Peak Housing Groups Warn Tax Changes Threat to Supply

Australia’s peak building and property groups have warned the Federal Government against increasing taxes on housing ahead of the upcoming budget, citing new modelling that suggests such moves would worsen the supply crisis.

A joint statement from the Housing Industry Association, Master Builders Australia, Property Council and the Real Estate Institute of Australia said policy settings must focus on increasing, not reducing, the delivery of new homes.

The groups released independent modelling by Qaive and Tulipwood Economics showing that changes to the capital gains tax discount or negative gearing would lead to fewer new homes being built under multiple scenarios.

They said the findings reinforce industry concerns that proposed tax reforms risk undermining already fragile housing supply pipelines.

The warning follows media reports and a parliamentary committee review into the capital gains tax discount, which the industry argues failed to adequately consider impacts on housing supply.
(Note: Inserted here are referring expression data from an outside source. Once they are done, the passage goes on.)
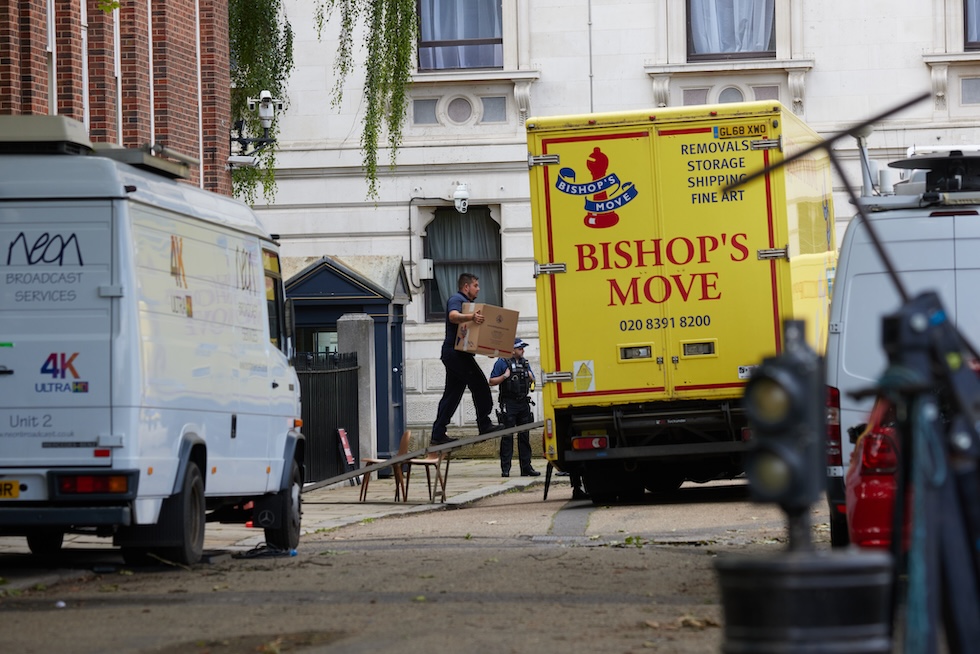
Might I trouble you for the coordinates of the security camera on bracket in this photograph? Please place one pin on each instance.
(461, 198)
(267, 106)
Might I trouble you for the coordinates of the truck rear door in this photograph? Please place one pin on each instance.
(652, 287)
(55, 326)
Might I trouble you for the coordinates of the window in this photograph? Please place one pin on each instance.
(456, 34)
(274, 297)
(730, 29)
(459, 243)
(971, 24)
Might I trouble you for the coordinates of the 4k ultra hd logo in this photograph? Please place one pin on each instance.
(606, 191)
(59, 365)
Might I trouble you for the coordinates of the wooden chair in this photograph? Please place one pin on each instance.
(433, 464)
(401, 484)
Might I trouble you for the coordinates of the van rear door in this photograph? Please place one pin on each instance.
(55, 330)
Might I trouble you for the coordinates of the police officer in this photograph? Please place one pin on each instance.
(516, 381)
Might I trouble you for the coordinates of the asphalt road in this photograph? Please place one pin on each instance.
(509, 573)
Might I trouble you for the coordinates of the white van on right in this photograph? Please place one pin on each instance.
(930, 232)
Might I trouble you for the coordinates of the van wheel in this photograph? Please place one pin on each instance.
(187, 520)
(45, 542)
(286, 535)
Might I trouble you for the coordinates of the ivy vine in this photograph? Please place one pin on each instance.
(262, 58)
(261, 43)
(392, 26)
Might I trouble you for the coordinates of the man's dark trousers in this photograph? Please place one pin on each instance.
(462, 372)
(513, 413)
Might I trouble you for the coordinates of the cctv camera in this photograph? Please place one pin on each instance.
(243, 161)
(461, 198)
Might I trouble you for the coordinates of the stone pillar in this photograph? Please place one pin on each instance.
(355, 333)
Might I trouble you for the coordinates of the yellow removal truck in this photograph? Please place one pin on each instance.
(659, 291)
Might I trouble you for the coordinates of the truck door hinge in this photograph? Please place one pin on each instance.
(548, 268)
(767, 144)
(542, 160)
(772, 253)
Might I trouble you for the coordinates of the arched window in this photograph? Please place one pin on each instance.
(457, 243)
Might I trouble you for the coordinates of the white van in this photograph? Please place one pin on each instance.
(143, 379)
(930, 230)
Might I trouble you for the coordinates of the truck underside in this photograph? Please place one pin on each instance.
(622, 450)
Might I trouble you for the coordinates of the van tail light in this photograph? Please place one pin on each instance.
(879, 455)
(93, 484)
(834, 449)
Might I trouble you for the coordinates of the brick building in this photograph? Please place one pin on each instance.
(147, 73)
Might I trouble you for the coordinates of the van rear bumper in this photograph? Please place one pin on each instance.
(12, 518)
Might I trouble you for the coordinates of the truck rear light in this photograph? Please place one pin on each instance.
(590, 443)
(879, 456)
(834, 450)
(93, 484)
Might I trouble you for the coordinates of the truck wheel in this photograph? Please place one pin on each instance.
(187, 521)
(838, 530)
(286, 535)
(45, 542)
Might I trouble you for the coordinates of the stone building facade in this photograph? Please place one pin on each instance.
(833, 62)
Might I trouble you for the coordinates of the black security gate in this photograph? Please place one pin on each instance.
(328, 384)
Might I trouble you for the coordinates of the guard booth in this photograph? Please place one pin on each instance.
(324, 289)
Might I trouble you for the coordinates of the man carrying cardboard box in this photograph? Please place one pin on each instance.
(462, 371)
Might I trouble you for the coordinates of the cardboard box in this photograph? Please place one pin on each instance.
(495, 337)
“The upcoming federal budget must deliver an increase, not a decrease, in the supply of new housing,” the groups said.

They cautioned that additional taxes on new housing would deter investment and slow development activity at a time when supply is already constrained.

The industry reiterated its support for the National Housing Accord target of delivering 1.2 million homes over five years and said it backed policies that would help achieve that goal.

It pointed to initiatives such as the Housing Australia Future Fund, the National Planning Reform Blueprint and updates to the National Construction Code as positive steps.

An aerial photo of suburban houses.  PropTrack data shows home prices rose this month in most markets.
▲ The groups said private investors finance up to two in every five new homes built across the country.

“At a time when interest rates are rising, a war is waging and the country is in a housing crisis, now is the time to introduce policies that turbocharge new housing supply,” the statement said.

The groups emphasised the critical role of private investors, noting they finance up to two in every five new homes built across the country.

They argued that reducing incentives such as negative gearing or the capital gains tax discount would lead to a decline in rental property investment over time.

This, they said, would result in fewer rental properties and place upward pressure on rents as supply tightens.

“Housing policy demands a holistic approach,” the groups said, warning against isolated tax changes that could have unintended consequences.

They said the federal budget represents a pivotal moment for housing policy and urged the government to prioritise measures that support a sustained increase in supply.